Я научился ее скрывать, как нечто стыдное и дурное, к тому же обидное для окружающих. Поныне никто о ней не догадывается, хотя она никуда не делась. Наоборот, даже усилилась. Хотя, бесспорно, стала понятней.
Уже в пределах Москвы, на Кутузовском, на повороте, мой взгляд скользнул по переминавшимся пешеходам, которые, гася нетерпение, ждали зеленого сигнала. Скользнул и выдернул из толпы лицо, показавшееся знакомым. И весь немалый остаток пути я спрашивал себя: это она?
Нет, это вздор, случайное сходство. Да и не виделись столько лет, страшно подумать, легко ошибиться. Просто усталое лицо. Женщина, не пощаженная жизнью. Столько я видел подобных лиц, вянущих и уже смирившихся с тем, что их свежесть давно прошла. Нет, померещилось, помстилось. Так некогда изъяснялись авторы в златую пору нашей словесности. Если б она оказалась в столице, неужто не дала бы мне знать?

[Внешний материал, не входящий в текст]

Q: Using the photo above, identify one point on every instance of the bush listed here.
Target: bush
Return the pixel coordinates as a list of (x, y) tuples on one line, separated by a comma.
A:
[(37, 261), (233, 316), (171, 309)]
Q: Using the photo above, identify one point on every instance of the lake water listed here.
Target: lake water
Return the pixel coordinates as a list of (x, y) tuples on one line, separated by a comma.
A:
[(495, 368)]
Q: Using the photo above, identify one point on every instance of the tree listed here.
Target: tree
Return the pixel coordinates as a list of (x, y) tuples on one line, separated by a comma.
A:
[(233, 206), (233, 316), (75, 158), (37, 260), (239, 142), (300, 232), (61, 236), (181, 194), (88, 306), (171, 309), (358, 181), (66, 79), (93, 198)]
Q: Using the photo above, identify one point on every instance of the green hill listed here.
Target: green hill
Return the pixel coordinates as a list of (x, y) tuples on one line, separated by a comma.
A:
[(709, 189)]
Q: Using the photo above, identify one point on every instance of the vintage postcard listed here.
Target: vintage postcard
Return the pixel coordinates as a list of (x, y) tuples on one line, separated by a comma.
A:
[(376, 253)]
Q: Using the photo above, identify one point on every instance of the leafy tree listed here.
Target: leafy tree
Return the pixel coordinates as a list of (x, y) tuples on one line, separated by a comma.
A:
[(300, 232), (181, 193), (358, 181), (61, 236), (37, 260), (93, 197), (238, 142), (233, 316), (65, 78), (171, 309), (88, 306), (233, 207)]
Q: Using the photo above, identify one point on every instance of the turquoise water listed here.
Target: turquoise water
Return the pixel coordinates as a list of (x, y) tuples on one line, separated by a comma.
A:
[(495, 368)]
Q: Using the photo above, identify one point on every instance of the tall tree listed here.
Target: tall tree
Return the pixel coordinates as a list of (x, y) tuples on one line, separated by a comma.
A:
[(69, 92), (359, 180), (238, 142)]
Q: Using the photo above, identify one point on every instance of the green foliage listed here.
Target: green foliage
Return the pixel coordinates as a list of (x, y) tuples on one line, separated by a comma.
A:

Была она худенькая до невесомости, глаза ее в коричневых крапинках мерцали задумчиво-отрешенно. Поморское северное лицо, северные твердые скулы, редкие в наших теплых краях. Единственная, должно быть, примета, которая могла бы запомниться. Да, скромная, неброская внешность. А голос был еще полудетский.
Вздор, сходство, игра воображения. И все же лицо на перекрестке не выходило из головы.
Поэтому и день не задался. Я неожиданно для себя отвлекся во время речи шефа. Взгляд мой поплыл над его шевелюрой, над хохолком, словно отбившимся от чинно уложенных волос.
Всего лишь на миг я выпал из времени. Но шеф отреагировал сразу. Я снова увидел, как мгновенно белеют его глаза и губы. Не раз был свидетелем этих вспышек. Но нынче я сам причина гнева. И это он мне, а не другому, бросил свистящим полушепотом: «Слушать! А если неинтересно, то вас не держат». Я промолчал. Знал, что оправдываться не надо. Нужно безмолвно принять пинок.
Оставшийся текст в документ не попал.